The top surface of the receiver consists of two types of heat losses, convective loss and radiative loss. For the heat losses to be combined, the radiative loss needs to be approximated as a linear heat loss coefficient, so that the two heat loss coefficients can be summed together. The radiative linear heat loss coefficient is a good approximation for low temperatures but loses the accuracy for high temperatures (T > 750 K) [20]. As this study is investigating high temperature situations, the heat losses will need to be considered separately. The radiative heat loss to the ambient is calculated using Stefan-Boltzmann’s law:

$$q=\epsilon \sigma \left(T_{amb}^4-T^4\right)$$

(31)

The convective heat loss is quantified using an overall heat transfer coefficient that takes into account convection between the nanofluid and the top surface as well as conduction through the receiver top plate:

$$\frac{1}{h_{total}}=\frac{1}{h_{nf}}+\frac{t}{k_{tp}}$$

(32)

Fused quartz was chosen as the material for the top surface as it has a relatively low thermal conductivity of 1.3 (W/mK) and stability at high temperatures with an annealing point of 1140 °C. Fused quartz also possesses an extremely low coefficient of thermal expansion, reducing the effects of thermal shock and most importantly, it is virtually transparent in the solar range with an absorptive index ranging from 1.72 × 10⁻⁶–1.354 × 10⁻⁵ [39]. An arbitrary thickness of 10 mm was chosen for the top plate to achieve good insulation. The heat transfer coefficient of the nanofluid was determined using the average Nusselt number:

$$h=\frac{Nuk}{L}$$

(33)

The average Nusselt number is given as follows:

$$Nu=0.664{\mathrm{Re}}^{\frac{1}{2}}{\mathrm{Pr}}^{\frac{1}{3}}$$

(34)

The bottom surface of the receiver is considered to be an adiabatic black wall to the incident radiation, so any radiation that reaches the surface is completely absorbed and converted to heat. The absorbed heat is modelled as a heat flux by substituting the receiver height for $y$ in Equation (28) and integrating over the solar range:

$$P_{bottom,surface}=\underset{{\lambda }_{\min }}{\overset{{\lambda }_{\max }}{\int }}\left(I_{0,\lambda }{e}^{-{\kappa }_{\lambda }{y}_{rec}}+I_{b\lambda }\left(T\right)\left(1-e^{-{\kappa }_{\lambda }{y}_{rec}}\right)\right)d\lambda$$

(35)

Finally, the receiver efficiency is defined as the ratio of usable thermal energy to the incident solar energy:

$${\eta }_{rec}=\frac{\dot{m}{C}_p\left(T_{out}-T_{in}\right)}{I_0{A}_r}$$

(36)

Converting the receiver efficiency equation to 2D gives the following equation:

$${\eta }_{rec}=\frac{{\rho }_{bf}{v}_{in}{y}_{rec}{w}_{rec}{C}_{p,bf}\left(T_{out}-T_{in}\right)}{P_{y,0}{l}_{rec}{w}_{rec}}$$

(37)

2.4. Solution Procedure

The solution method of the governing equations using COMSOL Multiphysics modelling package is shown in Figure 2.

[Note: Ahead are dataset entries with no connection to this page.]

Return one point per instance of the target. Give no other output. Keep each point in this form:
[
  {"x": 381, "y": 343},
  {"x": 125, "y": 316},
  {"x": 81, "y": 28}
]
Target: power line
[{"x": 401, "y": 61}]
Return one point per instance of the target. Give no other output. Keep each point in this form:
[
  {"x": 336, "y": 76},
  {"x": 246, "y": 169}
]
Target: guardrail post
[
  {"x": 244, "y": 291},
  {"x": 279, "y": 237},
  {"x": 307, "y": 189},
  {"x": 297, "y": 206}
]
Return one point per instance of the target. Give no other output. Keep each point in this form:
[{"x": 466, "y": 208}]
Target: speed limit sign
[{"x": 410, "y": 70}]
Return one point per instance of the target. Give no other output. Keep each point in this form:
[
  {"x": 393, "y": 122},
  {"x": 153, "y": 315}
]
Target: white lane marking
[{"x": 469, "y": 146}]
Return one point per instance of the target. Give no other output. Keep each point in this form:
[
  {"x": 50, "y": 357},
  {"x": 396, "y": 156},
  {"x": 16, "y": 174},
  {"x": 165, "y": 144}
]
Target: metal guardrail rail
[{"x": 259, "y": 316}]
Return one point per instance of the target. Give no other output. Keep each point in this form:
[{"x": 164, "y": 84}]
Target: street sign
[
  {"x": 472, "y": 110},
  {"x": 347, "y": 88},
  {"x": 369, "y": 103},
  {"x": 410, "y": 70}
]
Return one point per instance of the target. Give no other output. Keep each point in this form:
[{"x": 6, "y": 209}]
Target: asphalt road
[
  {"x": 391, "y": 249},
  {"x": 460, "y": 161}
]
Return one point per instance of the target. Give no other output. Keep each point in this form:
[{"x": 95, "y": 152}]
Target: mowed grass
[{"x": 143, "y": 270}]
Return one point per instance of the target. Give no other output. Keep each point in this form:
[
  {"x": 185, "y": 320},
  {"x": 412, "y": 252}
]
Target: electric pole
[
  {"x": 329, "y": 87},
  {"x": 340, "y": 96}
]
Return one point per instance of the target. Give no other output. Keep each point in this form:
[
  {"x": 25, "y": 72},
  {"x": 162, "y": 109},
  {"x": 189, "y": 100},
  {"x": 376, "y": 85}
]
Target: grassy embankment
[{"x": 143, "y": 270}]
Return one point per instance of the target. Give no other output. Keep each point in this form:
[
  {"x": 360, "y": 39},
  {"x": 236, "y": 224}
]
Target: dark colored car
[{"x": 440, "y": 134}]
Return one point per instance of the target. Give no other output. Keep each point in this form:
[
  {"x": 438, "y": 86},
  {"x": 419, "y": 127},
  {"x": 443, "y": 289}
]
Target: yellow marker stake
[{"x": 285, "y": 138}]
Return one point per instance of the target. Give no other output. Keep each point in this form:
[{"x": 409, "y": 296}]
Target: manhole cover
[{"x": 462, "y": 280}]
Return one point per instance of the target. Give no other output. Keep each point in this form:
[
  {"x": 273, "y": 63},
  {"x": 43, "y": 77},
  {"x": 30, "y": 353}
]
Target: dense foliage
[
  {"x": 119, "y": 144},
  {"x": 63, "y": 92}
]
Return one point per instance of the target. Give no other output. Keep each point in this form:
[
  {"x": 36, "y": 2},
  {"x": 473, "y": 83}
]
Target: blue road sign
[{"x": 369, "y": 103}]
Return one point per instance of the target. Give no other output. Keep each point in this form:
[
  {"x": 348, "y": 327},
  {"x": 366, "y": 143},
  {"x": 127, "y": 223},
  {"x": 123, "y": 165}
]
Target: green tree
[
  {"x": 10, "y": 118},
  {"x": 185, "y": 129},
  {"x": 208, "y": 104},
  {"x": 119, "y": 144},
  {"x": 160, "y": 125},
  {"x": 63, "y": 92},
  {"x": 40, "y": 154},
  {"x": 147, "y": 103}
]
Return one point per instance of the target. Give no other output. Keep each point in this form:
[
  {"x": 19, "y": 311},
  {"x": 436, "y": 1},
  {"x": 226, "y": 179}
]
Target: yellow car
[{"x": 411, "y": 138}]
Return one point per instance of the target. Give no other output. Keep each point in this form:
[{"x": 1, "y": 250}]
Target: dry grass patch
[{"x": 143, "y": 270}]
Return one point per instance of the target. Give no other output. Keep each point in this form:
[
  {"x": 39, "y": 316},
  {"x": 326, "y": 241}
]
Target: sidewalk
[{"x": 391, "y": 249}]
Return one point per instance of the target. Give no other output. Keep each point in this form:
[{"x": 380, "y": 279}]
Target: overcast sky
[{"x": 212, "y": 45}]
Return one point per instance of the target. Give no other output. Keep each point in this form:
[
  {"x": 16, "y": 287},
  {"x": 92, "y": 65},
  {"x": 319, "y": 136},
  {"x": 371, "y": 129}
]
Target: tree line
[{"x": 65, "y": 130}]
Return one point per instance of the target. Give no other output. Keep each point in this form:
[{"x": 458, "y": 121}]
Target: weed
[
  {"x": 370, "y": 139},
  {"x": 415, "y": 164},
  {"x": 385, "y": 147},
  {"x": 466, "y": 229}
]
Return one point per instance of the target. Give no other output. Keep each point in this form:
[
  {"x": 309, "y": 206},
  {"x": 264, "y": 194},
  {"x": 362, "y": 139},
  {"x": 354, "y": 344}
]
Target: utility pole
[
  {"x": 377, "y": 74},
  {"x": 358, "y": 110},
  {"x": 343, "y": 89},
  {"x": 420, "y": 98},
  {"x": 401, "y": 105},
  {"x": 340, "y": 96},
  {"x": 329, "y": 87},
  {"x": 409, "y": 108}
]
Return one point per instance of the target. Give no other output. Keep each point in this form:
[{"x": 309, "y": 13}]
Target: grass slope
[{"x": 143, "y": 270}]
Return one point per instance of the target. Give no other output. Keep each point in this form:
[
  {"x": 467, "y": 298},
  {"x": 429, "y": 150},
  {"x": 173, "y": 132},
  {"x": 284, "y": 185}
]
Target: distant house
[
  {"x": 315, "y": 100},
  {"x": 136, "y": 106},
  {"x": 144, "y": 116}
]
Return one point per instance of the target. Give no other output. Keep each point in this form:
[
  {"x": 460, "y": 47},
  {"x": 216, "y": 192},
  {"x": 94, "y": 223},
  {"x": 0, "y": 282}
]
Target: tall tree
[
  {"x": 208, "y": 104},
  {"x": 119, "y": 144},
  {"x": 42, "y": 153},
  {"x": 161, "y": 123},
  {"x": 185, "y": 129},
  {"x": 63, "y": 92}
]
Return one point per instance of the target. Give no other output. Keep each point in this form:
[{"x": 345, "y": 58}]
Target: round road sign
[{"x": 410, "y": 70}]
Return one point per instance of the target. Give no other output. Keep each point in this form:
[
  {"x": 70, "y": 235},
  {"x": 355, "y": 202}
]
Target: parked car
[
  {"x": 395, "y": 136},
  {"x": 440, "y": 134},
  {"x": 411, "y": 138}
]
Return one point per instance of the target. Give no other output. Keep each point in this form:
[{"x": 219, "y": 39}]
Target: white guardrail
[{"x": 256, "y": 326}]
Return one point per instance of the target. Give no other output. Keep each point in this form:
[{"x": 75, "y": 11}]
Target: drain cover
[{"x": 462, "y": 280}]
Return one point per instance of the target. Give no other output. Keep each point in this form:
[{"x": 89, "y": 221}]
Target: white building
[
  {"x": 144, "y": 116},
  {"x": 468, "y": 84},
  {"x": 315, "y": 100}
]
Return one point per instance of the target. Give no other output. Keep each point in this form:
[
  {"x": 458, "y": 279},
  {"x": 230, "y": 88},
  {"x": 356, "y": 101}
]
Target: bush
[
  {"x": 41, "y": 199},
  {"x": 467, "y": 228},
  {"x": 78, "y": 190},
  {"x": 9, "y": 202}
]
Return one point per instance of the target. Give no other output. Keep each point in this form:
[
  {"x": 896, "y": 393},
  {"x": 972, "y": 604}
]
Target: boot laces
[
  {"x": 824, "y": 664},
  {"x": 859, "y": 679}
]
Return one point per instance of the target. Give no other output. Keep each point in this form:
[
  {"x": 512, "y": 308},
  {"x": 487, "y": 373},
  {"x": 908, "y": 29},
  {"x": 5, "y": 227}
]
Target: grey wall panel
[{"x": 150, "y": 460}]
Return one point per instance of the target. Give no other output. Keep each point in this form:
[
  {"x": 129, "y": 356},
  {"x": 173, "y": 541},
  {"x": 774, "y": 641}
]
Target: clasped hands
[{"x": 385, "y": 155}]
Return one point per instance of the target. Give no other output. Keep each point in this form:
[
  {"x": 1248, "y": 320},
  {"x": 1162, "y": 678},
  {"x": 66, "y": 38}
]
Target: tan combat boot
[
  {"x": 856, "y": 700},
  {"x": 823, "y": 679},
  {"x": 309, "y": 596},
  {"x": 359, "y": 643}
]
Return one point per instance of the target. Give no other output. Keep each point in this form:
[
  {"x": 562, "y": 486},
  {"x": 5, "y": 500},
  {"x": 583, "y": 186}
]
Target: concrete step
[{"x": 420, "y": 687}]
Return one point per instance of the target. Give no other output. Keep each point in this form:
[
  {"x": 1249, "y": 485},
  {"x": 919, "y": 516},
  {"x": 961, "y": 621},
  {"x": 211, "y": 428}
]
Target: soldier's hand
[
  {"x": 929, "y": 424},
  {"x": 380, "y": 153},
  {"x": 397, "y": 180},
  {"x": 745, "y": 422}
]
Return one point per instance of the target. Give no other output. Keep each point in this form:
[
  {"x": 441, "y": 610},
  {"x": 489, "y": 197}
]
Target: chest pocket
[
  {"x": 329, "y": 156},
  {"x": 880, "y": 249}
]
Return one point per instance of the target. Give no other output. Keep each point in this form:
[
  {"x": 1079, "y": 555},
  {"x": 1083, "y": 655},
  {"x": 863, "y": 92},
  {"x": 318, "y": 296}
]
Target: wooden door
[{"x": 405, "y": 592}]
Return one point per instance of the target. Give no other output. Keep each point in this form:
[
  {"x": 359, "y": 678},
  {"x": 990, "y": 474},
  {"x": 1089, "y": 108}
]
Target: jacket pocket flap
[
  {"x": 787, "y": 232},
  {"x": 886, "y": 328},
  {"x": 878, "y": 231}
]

2.4.1. Model Parameters and Variables

The values of the parameters presented in

Table 1. Parameters used in the computational model.

Name	Expression	Description
$y_{rec}$	0.01 (m)	Height of receiver
$w_{rec}$	0.001 (m)	Width of receiver
$l_{rec}$	0.04 (m)	Length of receiver
$k_{bf}$	0.135 (W/mK)	Thermal conductivity of base fluid
$C_{p,bf}$	1575 (J/kgK)	Specific heat of base fluid
${\rho }_{bf}$	1056 (kg/m3)	Density of base fluid
${\mu }_{bf}$	0.00328 (Pa.s)	Dynamic viscosity of base fluid
${\rho }_P$	2100 (kg/m3)	Density of nanoparticles
$T_{in}$	300 (K)	Inlet temperature
${\nu }_{in}$	0.000066 (m/s)	Inlet velocity
D	50 × 10−9 (m)	Diameter of nanoparticles
$V_{f,P}$	0.000634	Volume fraction of nanoparticles
$S_{att}$	0.73	Attenuation constant
Conc	10×	Solar concentration (times)
${\Omega }_S$	6.8 × 10−5 (steradians)	Solid angle of the sun from Earth
h	6.62606957 × 10−34 (J.s)	Planck’s constant
$K_b$	1.3806488 × 10−23 (J/K)	Boltzmann constant
$T_{sun}$	5800 (K)	Temperature of the sun
C	299792458 (m/s)	Speed of light
$T_{amb}$	$T_{in}$	Ambient temperature
$n_P$	2.72	Refractive index of nanoparticle
$k_{abs,P}$	1.31	Absorptive index of nanoparticle
$n_{bf}$	1.63	Refractive index of base fluid
$k_{abs,bf}$	3.86 × 10−8	Absorptive index of base fluid
${\lambda }_{min}$	100 × 10−9 (m)	Lower limit of wavelength range
${\lambda }_{max}$	1000 × 10−6 (m)	Upper limit of wavelength range
$h_{total}$	13.5 (W/m2K)	Combined radiative and convective heat loss coefficient

were chosen to reflect those chosen by Veeraragavan et al. [29] for their model as the current model was also validated comparing with that study. Variables considered in the simulation are: the wavelength dependent refractive and absorptive indices of the nanoparticle, thermal re-radiation of the HTF to the environment, convective and conductive heat transfer with the environment, volume fraction of nanoparticles, size of nanoparticles, length of the receiver and height of the receiver as shown in

Table 2. Variables used in the computational model.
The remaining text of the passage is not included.